米・イランMOU、凍結資産は「合意履行後に解除」か 一部前払いの有無に注目

ドナルド・トランプ米政権とイラン政権が終戦協議開始に向けた了解覚書(MOU)を締結し、署名式を控えるなか、最大の争点であるイランの凍結資産解除問題は、「合意履行時」を条件とする形で盛り込まれた可能性が高いとみられている。イランが求めてきた一部資金の先行解除が実現するかどうかにも注目が集まっている。
サウジアラビア系メディアのアルアラビーヤが16日(現地時間)に報じたMOUの14項目の文案によると、イランの凍結資産解除を扱う第11項は、「米国は、最終合意に向けた協議の進展に応じて、凍結または使用制限下にあるイラン資産を解除し、完全な使用を可能にする」と規定している。
一方、イランによるホルムズ海峡の開放や、米国による海上封鎖の解除、米国の対イラン石油輸出制裁の解除などは、MOU署名と同時に発効するものの、凍結資産解除を含む経済制裁の緩和や、3,000億ドル(約48兆1,900億円)規模の「復興開発基金」の拠出については、核問題の進展と連動させる内容になっている。
アルアラビーヤが報じた14項目の真偽は現時点で確認されていない。ただ、MOU署名後のホルムズ海峡の航行再開状況や、トランプ政権による説明内容などを総合すると、大筋では実態とかけ離れていないとの見方も出ている。
トランプ政権は特に、凍結資産の先行解除は行わないとの立場を強調している。トランプ大統領は、バラク・オバマ政権が包括的共同行動計画(JCPOA)締結直後にイランへ現金を供与したことを強く批判し、後にJCPOAから離脱した経緯がある。

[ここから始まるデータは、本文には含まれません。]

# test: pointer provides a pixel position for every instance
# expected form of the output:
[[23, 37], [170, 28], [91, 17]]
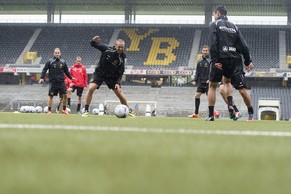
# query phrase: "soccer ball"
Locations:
[[95, 111], [69, 110], [45, 109], [121, 111], [216, 114], [22, 109], [38, 109]]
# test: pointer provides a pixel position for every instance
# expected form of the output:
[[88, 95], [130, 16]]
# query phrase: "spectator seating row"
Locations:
[[146, 46]]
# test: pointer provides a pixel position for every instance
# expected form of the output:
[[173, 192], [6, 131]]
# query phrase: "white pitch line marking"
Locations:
[[148, 130]]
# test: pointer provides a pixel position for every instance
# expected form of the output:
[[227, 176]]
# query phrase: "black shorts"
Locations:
[[79, 90], [56, 88], [97, 79], [229, 68], [202, 88], [238, 80]]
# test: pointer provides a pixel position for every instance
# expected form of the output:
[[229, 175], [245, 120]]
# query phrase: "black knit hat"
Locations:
[[221, 9]]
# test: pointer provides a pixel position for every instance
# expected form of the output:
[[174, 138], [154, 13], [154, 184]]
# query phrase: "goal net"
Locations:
[[138, 107]]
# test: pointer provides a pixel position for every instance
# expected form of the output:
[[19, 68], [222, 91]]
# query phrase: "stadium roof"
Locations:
[[146, 7]]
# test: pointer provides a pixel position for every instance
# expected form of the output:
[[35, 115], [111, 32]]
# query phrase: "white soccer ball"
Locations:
[[22, 109], [95, 111], [32, 109], [121, 111], [69, 110], [38, 109], [45, 109]]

米政府当局者はアクシオスに対し、「今回の合意は『成果に応じた報酬(pay for performance)』の仕組みだ」と説明した。
そのうえで、「イランは、核兵器を開発せず、濃縮物質を無力化し、ホルムズ海峡の自由航行を妨げないなど、すべての合意事項を履行して初めて利益を得られる」と述べた。
米国はまた、一部の凍結資産がMOU署名と同時に解除されるとのイラン側の主張についても全面的に否定している。

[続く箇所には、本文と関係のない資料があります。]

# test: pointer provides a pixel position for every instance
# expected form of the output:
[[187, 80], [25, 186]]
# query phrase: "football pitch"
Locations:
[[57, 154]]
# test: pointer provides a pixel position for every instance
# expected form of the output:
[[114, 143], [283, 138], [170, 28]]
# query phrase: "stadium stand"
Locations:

イランは、署名と同時に120億ドル(約1兆9,300億円)、さらに60日以内に120億ドルを追加解除すべきだとの立場を維持しているが、米高官は「カタールにあるイラン資産が直ちに支払われるとの報道は、まったく根拠のない主張だ」と一蹴した。
ただし、トランプ政権は、米国による直接的な現金支援という印象を避けつつ、イランによる資産返還要求に一定程度応えるための迂回策を模索してきたとも伝えられている。
イランが、凍結資産の一部解除を核協議開始に向けた不可欠な信頼醸成措置として求めてきた経緯を踏まえると、米国が一部資金を非公式に解除する可能性も引き続き指摘されている。

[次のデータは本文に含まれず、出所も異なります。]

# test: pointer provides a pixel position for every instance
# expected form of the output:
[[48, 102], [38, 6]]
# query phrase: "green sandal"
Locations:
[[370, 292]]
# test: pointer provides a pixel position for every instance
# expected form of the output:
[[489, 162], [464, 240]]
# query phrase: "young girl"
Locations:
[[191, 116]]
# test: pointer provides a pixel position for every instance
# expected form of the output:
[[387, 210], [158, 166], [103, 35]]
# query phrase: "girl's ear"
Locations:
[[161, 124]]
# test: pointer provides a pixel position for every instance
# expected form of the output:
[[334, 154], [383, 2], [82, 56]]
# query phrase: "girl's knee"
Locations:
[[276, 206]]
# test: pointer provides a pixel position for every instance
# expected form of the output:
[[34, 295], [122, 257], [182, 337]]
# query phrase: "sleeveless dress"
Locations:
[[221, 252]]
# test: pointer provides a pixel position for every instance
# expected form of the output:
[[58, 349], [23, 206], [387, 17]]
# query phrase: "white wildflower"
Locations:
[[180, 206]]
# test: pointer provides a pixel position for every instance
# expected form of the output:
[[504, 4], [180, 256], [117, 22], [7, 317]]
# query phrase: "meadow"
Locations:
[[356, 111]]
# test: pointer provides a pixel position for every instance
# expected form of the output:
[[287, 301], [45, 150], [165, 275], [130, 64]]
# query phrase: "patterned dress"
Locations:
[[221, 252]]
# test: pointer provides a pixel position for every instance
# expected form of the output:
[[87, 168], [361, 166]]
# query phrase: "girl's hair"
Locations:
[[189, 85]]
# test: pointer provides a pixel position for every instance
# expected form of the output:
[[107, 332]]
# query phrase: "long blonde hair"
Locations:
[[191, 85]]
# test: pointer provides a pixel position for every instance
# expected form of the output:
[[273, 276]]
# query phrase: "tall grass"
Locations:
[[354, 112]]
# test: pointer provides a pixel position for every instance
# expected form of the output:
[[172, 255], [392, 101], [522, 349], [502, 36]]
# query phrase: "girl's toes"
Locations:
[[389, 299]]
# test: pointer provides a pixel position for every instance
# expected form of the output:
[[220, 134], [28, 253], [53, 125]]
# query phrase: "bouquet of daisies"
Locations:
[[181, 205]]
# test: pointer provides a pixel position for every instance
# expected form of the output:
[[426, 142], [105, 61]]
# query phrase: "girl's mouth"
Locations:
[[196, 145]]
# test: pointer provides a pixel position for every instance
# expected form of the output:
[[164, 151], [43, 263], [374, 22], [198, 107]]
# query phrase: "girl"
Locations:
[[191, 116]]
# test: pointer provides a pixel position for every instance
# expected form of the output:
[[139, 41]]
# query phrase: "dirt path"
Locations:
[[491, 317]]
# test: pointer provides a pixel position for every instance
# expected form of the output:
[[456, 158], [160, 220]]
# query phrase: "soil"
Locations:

ウォール・ストリート・ジャーナル(WSJ)は、「米国は、イラン中央銀行が指定された用途に限って一部資産へアクセスできるよう認める用意がある」と、複数の当局者の話として報じた。
さらに、「最終的な核合意に至る前に、一部資産が解除される可能性もある」と伝えている。
アクシオスも、「米政府は、一部の経済的利益が協議初期の段階で提供され得ること自体は認めている」と指摘した。
もっとも、それが凍結資産の解除を意味するのか、それとも石油輸出制裁の適用除外など、実際に盛り込まれた別の措置を指すのかについては、依然として不透明なままだ。